- Title: Big Data Joe: Things You Need To Know – Apache Spark and Apache Tez – Near Real-Time Analysis of Data at Rest
Apache Spark and Apache Tez – Near Real-Time Analysis of Data at Rest
A buzzword for Big Data is “Real-time” and every product is stating they are capable of doing it. But “real-time”, just like “Big Data”, is defined by the user and what their use case and requirements are.
Apache Spark and Apache Tez focus on analysis of data at rest in a near real-time fashion. They still require user intervention to access the data at rest like running MapReduce or a SQL-like query, but have optimized it so it’s not something you need take a nap while you run your job because it’s going to take hours to get your results.
These two projects have done a lot to help you get value out of your data more quickly, but most importantly, they have tackled the two areas that slow down queries the most; spin up time of the processes in the clusters needed to run the job and avoiding unnecessary writes to HDFS.

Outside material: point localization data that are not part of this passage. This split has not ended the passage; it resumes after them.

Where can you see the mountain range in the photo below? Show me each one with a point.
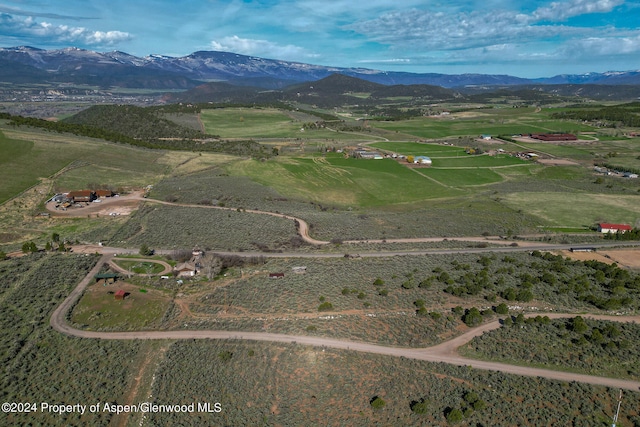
(118, 69)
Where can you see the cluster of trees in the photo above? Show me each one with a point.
(55, 244)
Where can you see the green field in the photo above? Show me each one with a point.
(420, 149)
(577, 209)
(263, 123)
(37, 155)
(346, 182)
(463, 177)
(99, 310)
(480, 123)
(140, 267)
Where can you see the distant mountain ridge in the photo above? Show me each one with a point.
(25, 64)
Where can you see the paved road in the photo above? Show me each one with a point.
(445, 352)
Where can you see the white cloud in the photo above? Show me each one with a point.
(436, 30)
(48, 32)
(560, 11)
(263, 48)
(417, 29)
(602, 46)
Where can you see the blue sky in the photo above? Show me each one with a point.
(530, 39)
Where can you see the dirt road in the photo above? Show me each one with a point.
(445, 352)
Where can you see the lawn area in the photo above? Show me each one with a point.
(577, 209)
(22, 163)
(566, 151)
(346, 182)
(482, 161)
(37, 155)
(140, 267)
(463, 177)
(249, 122)
(421, 149)
(429, 127)
(99, 310)
(262, 123)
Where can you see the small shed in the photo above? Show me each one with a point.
(104, 193)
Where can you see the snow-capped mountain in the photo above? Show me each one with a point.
(164, 72)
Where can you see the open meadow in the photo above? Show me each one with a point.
(264, 123)
(493, 122)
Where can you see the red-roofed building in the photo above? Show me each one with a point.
(604, 227)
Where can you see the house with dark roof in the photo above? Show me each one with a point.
(104, 193)
(186, 269)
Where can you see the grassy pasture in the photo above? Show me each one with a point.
(429, 127)
(480, 161)
(421, 149)
(343, 181)
(262, 123)
(42, 155)
(577, 209)
(463, 177)
(140, 267)
(99, 310)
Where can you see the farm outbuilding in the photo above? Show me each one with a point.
(186, 269)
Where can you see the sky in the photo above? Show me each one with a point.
(530, 39)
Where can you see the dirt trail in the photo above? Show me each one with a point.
(445, 352)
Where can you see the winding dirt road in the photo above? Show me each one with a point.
(445, 352)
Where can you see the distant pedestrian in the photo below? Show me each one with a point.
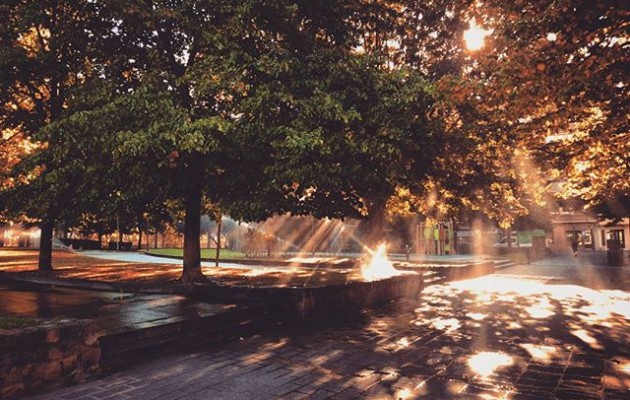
(574, 246)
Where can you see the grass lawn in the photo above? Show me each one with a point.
(7, 322)
(225, 254)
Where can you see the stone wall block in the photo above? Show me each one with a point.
(54, 354)
(91, 357)
(11, 391)
(49, 371)
(52, 336)
(69, 363)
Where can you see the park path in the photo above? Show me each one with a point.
(503, 336)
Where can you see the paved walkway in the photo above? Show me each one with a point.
(496, 337)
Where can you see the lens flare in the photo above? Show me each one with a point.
(378, 266)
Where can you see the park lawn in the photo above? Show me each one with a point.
(225, 254)
(9, 322)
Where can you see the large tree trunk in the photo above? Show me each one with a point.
(45, 246)
(373, 228)
(192, 229)
(216, 263)
(139, 239)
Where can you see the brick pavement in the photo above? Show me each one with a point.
(495, 337)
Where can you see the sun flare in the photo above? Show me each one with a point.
(475, 36)
(378, 265)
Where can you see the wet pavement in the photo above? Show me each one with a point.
(526, 333)
(113, 312)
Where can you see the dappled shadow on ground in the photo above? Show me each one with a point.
(495, 337)
(487, 338)
(76, 266)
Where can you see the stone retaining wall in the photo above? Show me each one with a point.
(48, 355)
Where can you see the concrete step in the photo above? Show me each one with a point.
(121, 348)
(502, 264)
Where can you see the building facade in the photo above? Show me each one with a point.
(591, 233)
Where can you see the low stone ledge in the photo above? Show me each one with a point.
(48, 355)
(327, 299)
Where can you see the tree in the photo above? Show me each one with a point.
(555, 73)
(47, 50)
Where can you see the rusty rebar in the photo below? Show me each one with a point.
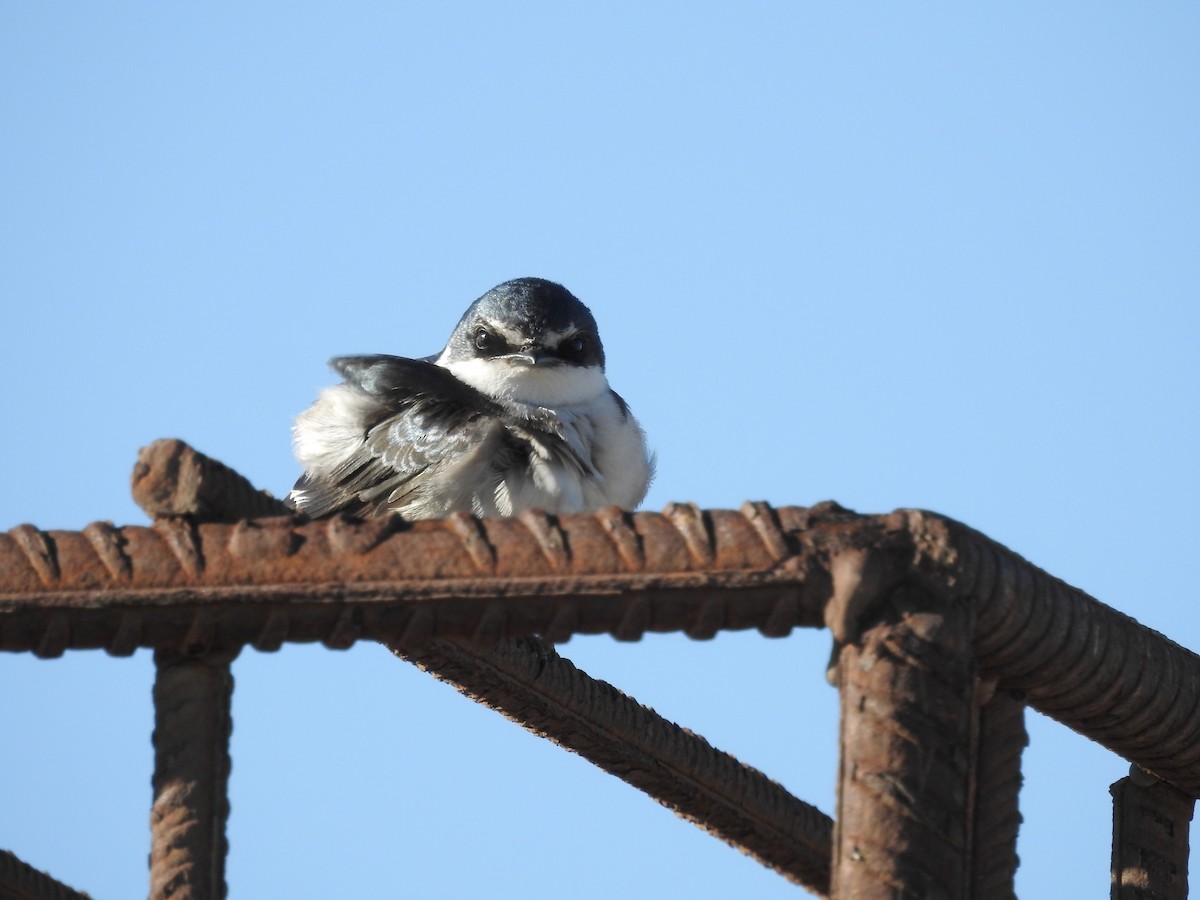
(21, 881)
(1150, 840)
(192, 690)
(1081, 663)
(191, 805)
(531, 684)
(996, 784)
(907, 689)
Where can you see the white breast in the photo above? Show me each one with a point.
(615, 471)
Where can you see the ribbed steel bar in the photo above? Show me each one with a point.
(996, 784)
(191, 777)
(268, 581)
(1150, 840)
(185, 586)
(529, 683)
(21, 881)
(192, 691)
(907, 695)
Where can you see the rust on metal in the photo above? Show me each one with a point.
(567, 575)
(995, 789)
(531, 684)
(906, 689)
(21, 881)
(525, 679)
(191, 804)
(1150, 840)
(193, 687)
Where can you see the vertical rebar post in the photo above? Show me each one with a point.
(1150, 839)
(192, 689)
(191, 774)
(907, 685)
(995, 785)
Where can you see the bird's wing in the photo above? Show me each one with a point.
(421, 432)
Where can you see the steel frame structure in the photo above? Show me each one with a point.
(942, 637)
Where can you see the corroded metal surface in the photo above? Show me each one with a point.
(525, 679)
(192, 694)
(906, 688)
(996, 784)
(186, 586)
(181, 585)
(191, 804)
(21, 881)
(1150, 840)
(529, 683)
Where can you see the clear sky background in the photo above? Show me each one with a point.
(923, 255)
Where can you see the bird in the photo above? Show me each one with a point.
(515, 413)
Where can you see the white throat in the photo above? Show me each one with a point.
(541, 385)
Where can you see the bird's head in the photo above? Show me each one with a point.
(529, 341)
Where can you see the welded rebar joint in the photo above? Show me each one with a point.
(1150, 840)
(907, 688)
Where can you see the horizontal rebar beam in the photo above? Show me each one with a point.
(21, 881)
(183, 586)
(528, 682)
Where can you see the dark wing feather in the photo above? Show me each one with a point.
(424, 418)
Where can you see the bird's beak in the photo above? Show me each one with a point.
(528, 357)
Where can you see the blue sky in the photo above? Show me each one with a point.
(934, 255)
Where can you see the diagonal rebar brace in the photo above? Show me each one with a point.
(532, 684)
(528, 682)
(1150, 839)
(21, 881)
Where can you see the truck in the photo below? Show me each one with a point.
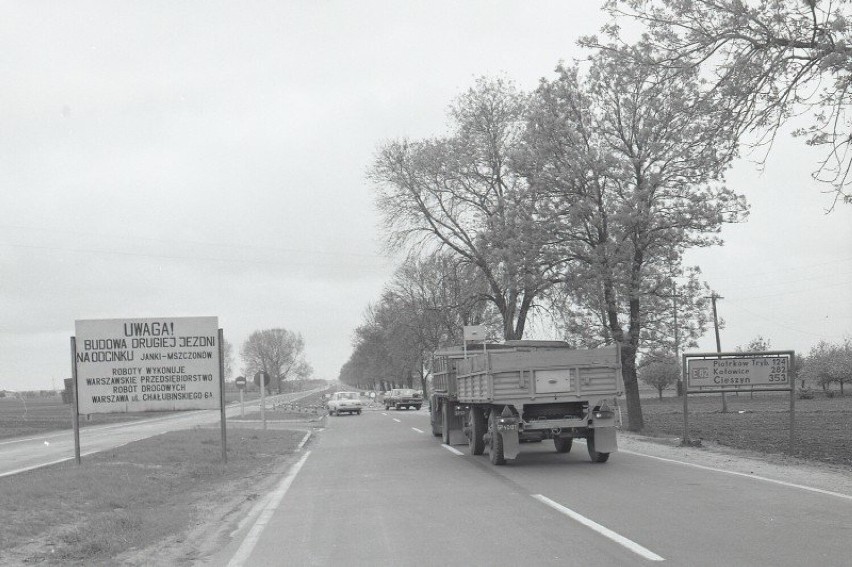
(526, 391)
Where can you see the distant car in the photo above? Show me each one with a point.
(344, 402)
(403, 398)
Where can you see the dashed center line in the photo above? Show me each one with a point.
(606, 532)
(452, 450)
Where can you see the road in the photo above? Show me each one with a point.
(379, 489)
(19, 455)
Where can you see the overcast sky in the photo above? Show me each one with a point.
(209, 158)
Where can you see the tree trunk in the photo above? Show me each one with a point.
(635, 421)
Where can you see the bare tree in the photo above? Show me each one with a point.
(659, 370)
(463, 194)
(278, 352)
(632, 163)
(769, 60)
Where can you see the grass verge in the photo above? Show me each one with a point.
(823, 426)
(131, 497)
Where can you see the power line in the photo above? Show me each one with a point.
(135, 238)
(782, 325)
(238, 260)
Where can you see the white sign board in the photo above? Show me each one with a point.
(159, 364)
(737, 372)
(475, 333)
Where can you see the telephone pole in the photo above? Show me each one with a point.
(713, 297)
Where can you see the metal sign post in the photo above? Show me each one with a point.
(260, 378)
(222, 394)
(721, 372)
(241, 386)
(76, 412)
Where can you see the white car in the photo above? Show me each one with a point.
(344, 402)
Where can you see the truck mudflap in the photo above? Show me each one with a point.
(605, 441)
(507, 428)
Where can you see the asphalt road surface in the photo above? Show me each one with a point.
(379, 489)
(19, 455)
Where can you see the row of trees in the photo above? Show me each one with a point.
(579, 199)
(825, 365)
(278, 352)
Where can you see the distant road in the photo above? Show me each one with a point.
(26, 453)
(379, 489)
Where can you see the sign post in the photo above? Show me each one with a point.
(222, 396)
(241, 386)
(262, 378)
(152, 364)
(76, 413)
(762, 371)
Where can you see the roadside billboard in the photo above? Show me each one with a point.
(738, 372)
(156, 364)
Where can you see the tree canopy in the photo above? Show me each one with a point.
(766, 60)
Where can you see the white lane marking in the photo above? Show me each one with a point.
(606, 532)
(38, 466)
(304, 440)
(746, 475)
(269, 508)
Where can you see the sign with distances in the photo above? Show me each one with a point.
(737, 372)
(159, 364)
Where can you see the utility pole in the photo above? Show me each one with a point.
(713, 298)
(677, 347)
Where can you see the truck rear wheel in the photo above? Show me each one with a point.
(495, 445)
(476, 441)
(595, 455)
(563, 444)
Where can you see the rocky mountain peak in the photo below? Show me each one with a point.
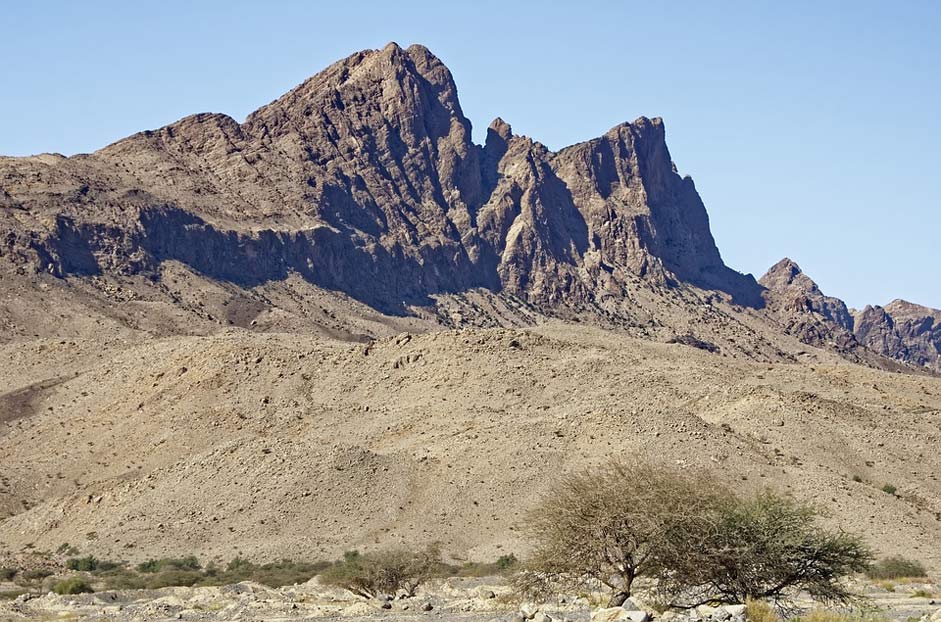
(787, 275)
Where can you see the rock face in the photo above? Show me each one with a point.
(903, 331)
(804, 310)
(900, 331)
(364, 179)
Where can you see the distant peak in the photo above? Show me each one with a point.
(787, 274)
(501, 128)
(786, 265)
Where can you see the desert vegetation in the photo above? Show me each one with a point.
(700, 542)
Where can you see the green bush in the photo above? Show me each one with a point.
(169, 563)
(173, 578)
(765, 547)
(384, 572)
(82, 564)
(72, 585)
(896, 567)
(36, 574)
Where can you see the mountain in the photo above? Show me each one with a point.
(904, 332)
(364, 180)
(341, 323)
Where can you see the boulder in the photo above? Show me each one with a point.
(619, 614)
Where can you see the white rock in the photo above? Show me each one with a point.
(528, 610)
(619, 614)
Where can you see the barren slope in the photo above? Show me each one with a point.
(283, 445)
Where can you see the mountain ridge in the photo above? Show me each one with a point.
(364, 180)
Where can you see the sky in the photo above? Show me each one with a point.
(812, 129)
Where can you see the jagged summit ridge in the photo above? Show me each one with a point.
(364, 179)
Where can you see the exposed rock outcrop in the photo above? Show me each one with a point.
(364, 179)
(903, 331)
(907, 333)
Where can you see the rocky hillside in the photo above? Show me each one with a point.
(364, 180)
(362, 188)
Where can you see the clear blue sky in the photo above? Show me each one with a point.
(812, 129)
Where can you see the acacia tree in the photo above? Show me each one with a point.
(384, 572)
(612, 524)
(766, 547)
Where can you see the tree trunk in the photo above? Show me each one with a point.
(617, 599)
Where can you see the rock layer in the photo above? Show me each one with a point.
(364, 179)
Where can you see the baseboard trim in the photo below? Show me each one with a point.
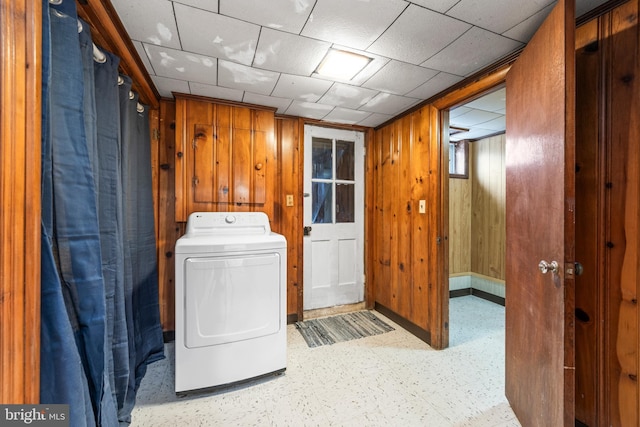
(406, 324)
(477, 293)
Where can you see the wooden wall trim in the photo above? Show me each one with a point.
(20, 96)
(108, 32)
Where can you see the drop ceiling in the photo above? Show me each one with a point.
(266, 52)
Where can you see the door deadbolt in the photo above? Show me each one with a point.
(546, 267)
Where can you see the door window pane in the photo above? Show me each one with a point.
(321, 158)
(345, 209)
(322, 203)
(345, 166)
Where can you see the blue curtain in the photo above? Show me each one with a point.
(100, 314)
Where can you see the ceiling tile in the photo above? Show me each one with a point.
(284, 15)
(347, 96)
(476, 49)
(309, 109)
(166, 86)
(237, 76)
(143, 57)
(216, 35)
(387, 103)
(177, 64)
(279, 51)
(352, 23)
(472, 118)
(493, 101)
(211, 6)
(434, 85)
(346, 116)
(399, 78)
(301, 88)
(497, 15)
(216, 92)
(149, 21)
(527, 28)
(458, 111)
(375, 119)
(417, 35)
(438, 5)
(270, 101)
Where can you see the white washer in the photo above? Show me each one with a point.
(231, 298)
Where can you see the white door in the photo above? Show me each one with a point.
(333, 217)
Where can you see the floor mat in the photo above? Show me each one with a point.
(345, 327)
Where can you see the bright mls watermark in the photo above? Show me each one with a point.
(34, 415)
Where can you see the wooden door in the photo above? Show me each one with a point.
(540, 174)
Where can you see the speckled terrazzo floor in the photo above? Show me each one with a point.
(393, 379)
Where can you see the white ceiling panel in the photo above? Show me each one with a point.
(167, 86)
(386, 103)
(434, 85)
(496, 15)
(356, 24)
(388, 78)
(211, 6)
(438, 5)
(149, 21)
(493, 101)
(473, 118)
(346, 116)
(305, 89)
(309, 109)
(241, 77)
(269, 101)
(284, 15)
(284, 52)
(177, 64)
(216, 35)
(527, 28)
(473, 51)
(433, 30)
(347, 96)
(212, 91)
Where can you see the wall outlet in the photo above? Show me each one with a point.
(422, 206)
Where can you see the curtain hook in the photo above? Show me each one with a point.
(98, 55)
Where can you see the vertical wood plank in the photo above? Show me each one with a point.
(20, 132)
(204, 161)
(223, 165)
(168, 229)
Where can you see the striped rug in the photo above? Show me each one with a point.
(345, 327)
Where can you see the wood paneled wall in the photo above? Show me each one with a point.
(20, 112)
(488, 231)
(477, 212)
(460, 223)
(408, 247)
(285, 178)
(620, 39)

Here is a break down of these 2 projects.
- Creators founded company called “Databricks” and received 14mil from Andreessen Horowitz in it’s first round of funding.
- Cloudera supported
- Created to address the performance issues of MR and be a high performance, low latency replacement for it
- Created before YARN
- Has been ported to successfully to YARN and running in production
- Due to Apache Spark being a MR replacement, it improves it’s ability to move outside of the normal MR functions and expand it’s set of possible analyses over HDFS
- Utilizes a tool called “Shark” which makes Apache Hive Spark compatible to give you the ability to run SQL-like queries
How It Fits: Apache Spark
- Hortonworks created and supported
- Created to be run natively on YARN
- Created to address the issues of MR and be a compliment to it. Apache Tez Improves the performance of existing MR jobs allowing MR devs to utilize it with little to no learning curve
- Due to Apache Tez being able to support MapReduce, existing tools like Pig and Hive, that generate MapReduce jobs, will see a performance boost without having to modify their functionality
- While Apache Tez is made to optimize MR out of the box, it does have the ability to replace MR in the long run as it’s functionality is extended
How It Fits: Apache Tez
TL;DR (Too Long; Didn’t Read)
There are a lot of products, projects and companies that are trying to solve near real-time analysis of data at rest but Apache Spark and Apache Tez seem to be the most promising. While these two projects are tackling the same issue, due to the fact they are going about it differently (Spark replacing MapReduce and Tez complimenting MapReduce) I think there is room for both, at least for the time being.